Programmes européens
Connaissez-vous les appels à projets européens?

Entretien avec Cécile Frémond, coordinatrice du projet INFRAFRONTIER2020

Dr Cécile Frémond est vétérinaire, phD, Ingénieure de Recherche première Classe au CNRS, Directrice de l’UPS44 TAAM CNRS (Unité Propre de Service du CNRS – Transgenèse et Archivage d’Animaux Modèles). Le TAAM est un laboratoire du CNRS qui offre des services à la communauté scientifique autour du modèle animal Souris et Rats de laboratoire depuis plus de 60ans. Il est prestataire de service pour environ 450 clients des secteurs académiques essentiellement mais pour certains clients du secteur industriel.

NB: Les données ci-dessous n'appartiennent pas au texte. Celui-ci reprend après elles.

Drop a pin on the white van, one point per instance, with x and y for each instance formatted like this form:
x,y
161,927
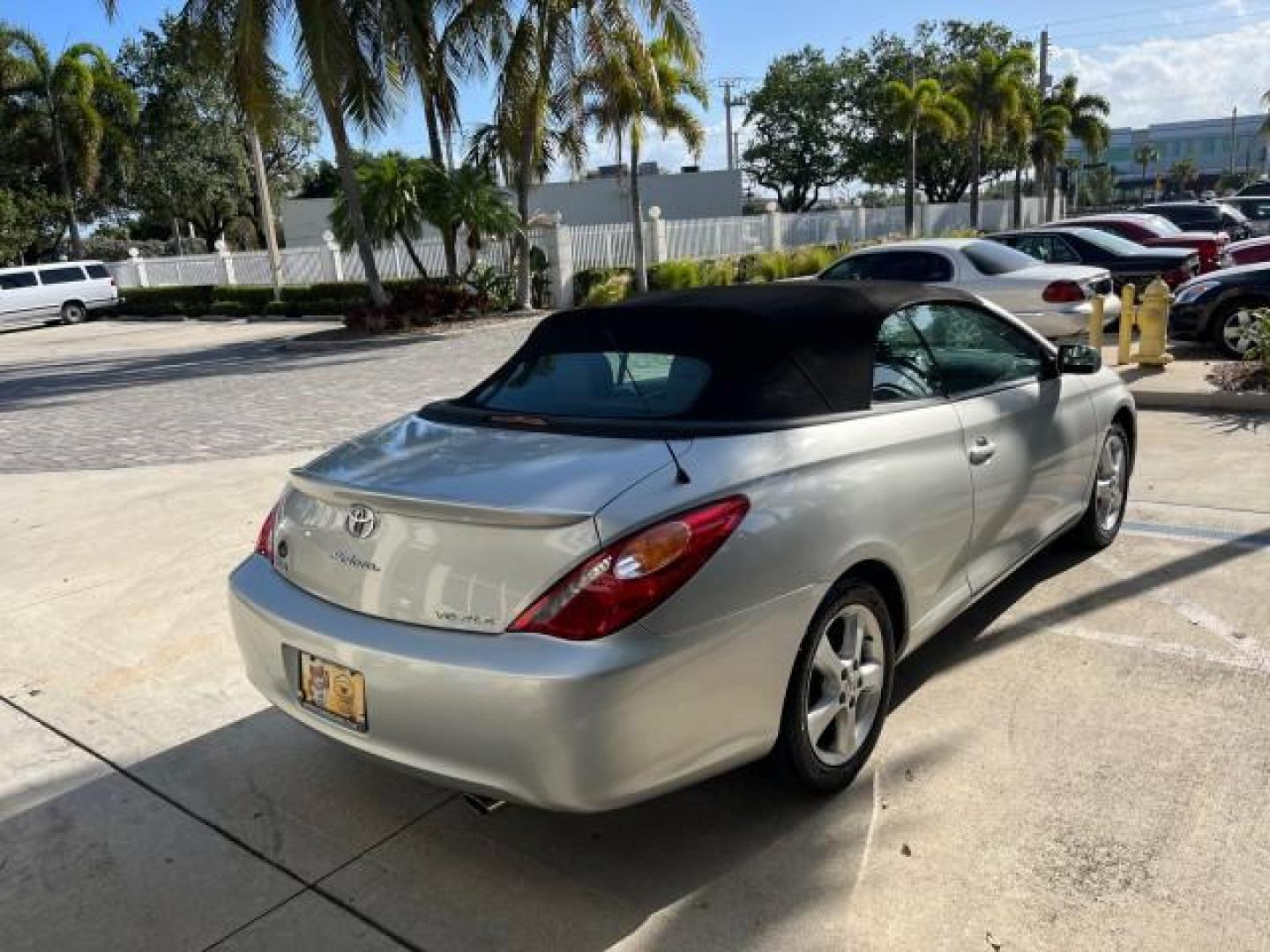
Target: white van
x,y
68,291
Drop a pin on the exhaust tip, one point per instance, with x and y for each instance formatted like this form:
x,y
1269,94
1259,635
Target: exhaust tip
x,y
482,805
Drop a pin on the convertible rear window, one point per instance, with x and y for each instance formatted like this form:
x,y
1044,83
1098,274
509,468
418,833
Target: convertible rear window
x,y
713,367
990,258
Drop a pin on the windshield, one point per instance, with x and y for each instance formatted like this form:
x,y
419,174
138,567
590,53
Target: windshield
x,y
1111,242
990,258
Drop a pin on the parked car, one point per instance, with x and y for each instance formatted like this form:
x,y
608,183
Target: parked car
x,y
1203,216
676,534
1154,231
1125,260
1261,187
1221,308
69,291
1052,299
1255,210
1250,250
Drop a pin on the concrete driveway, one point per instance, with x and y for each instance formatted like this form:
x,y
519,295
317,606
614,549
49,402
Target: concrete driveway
x,y
1082,762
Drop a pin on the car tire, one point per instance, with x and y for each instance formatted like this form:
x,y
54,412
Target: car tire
x,y
840,691
1109,495
74,312
1232,326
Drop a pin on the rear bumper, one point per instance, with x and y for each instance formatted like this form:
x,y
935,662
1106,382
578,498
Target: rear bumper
x,y
1070,320
1188,322
524,718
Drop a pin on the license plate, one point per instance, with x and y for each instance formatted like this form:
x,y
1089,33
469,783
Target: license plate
x,y
333,691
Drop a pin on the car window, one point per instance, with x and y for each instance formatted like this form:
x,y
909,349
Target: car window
x,y
1110,242
903,368
61,276
898,264
17,279
990,258
975,349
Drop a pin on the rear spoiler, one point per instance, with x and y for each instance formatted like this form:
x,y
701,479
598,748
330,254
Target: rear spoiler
x,y
439,509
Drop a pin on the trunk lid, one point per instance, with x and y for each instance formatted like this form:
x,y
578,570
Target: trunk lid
x,y
450,525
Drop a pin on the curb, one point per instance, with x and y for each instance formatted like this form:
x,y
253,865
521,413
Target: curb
x,y
1215,400
297,344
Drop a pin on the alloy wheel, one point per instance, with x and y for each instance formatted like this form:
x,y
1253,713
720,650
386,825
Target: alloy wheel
x,y
1237,331
1111,481
846,684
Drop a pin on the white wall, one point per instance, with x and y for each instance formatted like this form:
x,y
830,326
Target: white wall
x,y
704,195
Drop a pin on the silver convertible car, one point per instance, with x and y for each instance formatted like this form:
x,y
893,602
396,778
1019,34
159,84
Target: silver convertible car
x,y
675,536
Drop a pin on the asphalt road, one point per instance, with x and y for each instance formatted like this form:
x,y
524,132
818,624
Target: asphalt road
x,y
1080,763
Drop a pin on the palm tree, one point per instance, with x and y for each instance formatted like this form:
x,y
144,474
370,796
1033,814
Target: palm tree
x,y
1086,123
441,43
549,45
392,188
470,201
1184,172
923,107
69,95
990,88
343,63
1047,145
621,103
1145,155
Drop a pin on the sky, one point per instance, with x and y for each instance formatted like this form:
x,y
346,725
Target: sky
x,y
1163,63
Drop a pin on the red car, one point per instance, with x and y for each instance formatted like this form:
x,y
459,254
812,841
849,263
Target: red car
x,y
1250,250
1156,231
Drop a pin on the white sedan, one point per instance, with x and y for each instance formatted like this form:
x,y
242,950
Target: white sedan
x,y
1053,299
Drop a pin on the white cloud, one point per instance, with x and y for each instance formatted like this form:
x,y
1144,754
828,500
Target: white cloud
x,y
1175,79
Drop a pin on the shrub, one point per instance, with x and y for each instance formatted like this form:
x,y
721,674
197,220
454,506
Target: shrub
x,y
587,279
616,288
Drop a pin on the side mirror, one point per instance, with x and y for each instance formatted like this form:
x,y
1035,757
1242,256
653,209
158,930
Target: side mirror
x,y
1079,358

Il n’y a pas de chercheurs au sein du laboratoire, mais il fournit des modèles d’étude pour des chercheurs en biologie, pharmacie, médecine et travaille donc en collaboration/prestation de services avec les chercheurs sur le territoire national ou international.

Pouvez-vous nous parler un peu de votre projet H2020 ? De quoi s’agit-il ?

Le projet INFRAFRONTIER est en fait le résultat d’un réseau de longue date. Le TAAM est membre fondateur du premier « regroupement » au niveau européen des plateformes de services pour la recherche. A l’origine, ce premier noyau constituait l’EMMA (European Mouse Mutant Archive) https://www.infrafrontier.eu/ . Le but était de constituer la première ressource européenne de modèles murins pour la recherche (Archivage et Distribution). Nous étions un des centres d’archivage et distribution reconnus au niveau européen. Puis INFRAFRONTIER s’est créé en intégrant EMMA et ayant un but plus large de faciliter l’accès aux modèles murins et de proposer des services autour de ces modèles (création de modèles, phénotypage). Au fil des financements européens dans lesquels nous étions toujours impliqués notamment pour poursuivre notre mission d’archivage et distribution de modèles, l’infrastructure européenne s’est construite, renforcée et a développé des services de plus en plus performants, des outils, de la R&D, des collaborations entre structures, etc

Ce nouveau financement H2020, « INFRAFRONTIER2020 » permet à l’infrastructure européenne d’évoluer dans la même dynamique, en améliorant certaines pratiques comme la communication ou la gestion des données, et en développant de nouveaux services notamment sur des modèles de vieillissement, d’étude du microbiote et de phénotypage secondaire.

Le rôle de notre laboratoire consistera à continuer de représenter un centre de ressources en modèles murins (cryoarchivage et distribution) et à fournir désormais des modèles d’animaux axéniques (germ-free) nécessaires aux études sur le microbiote.

Qu’est-ce qui vous a amené à monter ce type de dossier ?

Comme dit précédemment, notre appartenance à cette infrastructure européenne est historique. Nous souhaitons continuer la mission que nous avons pu accomplir jusque-là : l’archivage de 1500 lignées murines d’intérêt scientifique. Cette mission est loin d’être terminée et est encore très utile au vu des demandes de distribution de modèles que nous pouvons recevoir chaque année. Le TAAM, fort de son expérience de plus de 20 ans sur les modèles axéniques, a voulu également, dans ce nouveau programme H2020, participer à la nouvelle mission de l’infrastructure qu’est la distribution de modèles axéniques.

Qu’est-ce que cela vous apporte, professionnellement et personnellement, d’être impliquée dans un projet européen ?

Je ne suis pas chercheuse : le projet ne vient donc pas ajouter à un projet de recherche personnel. Les impacts du projet sont surtout visibles à l’échelle du laboratoire . Cela apporte non seulement un financement (même si pour ce programme, il est beaucoup plus restreint qu’auparavant), mais également de la stimulation scientifique (réunion de travail entre centres, échanges de techniques, meetings annuels…) et une visibilité réelle au niveau européen. Ce projet nous donne également des possibilités pour améliorer nos méthodes.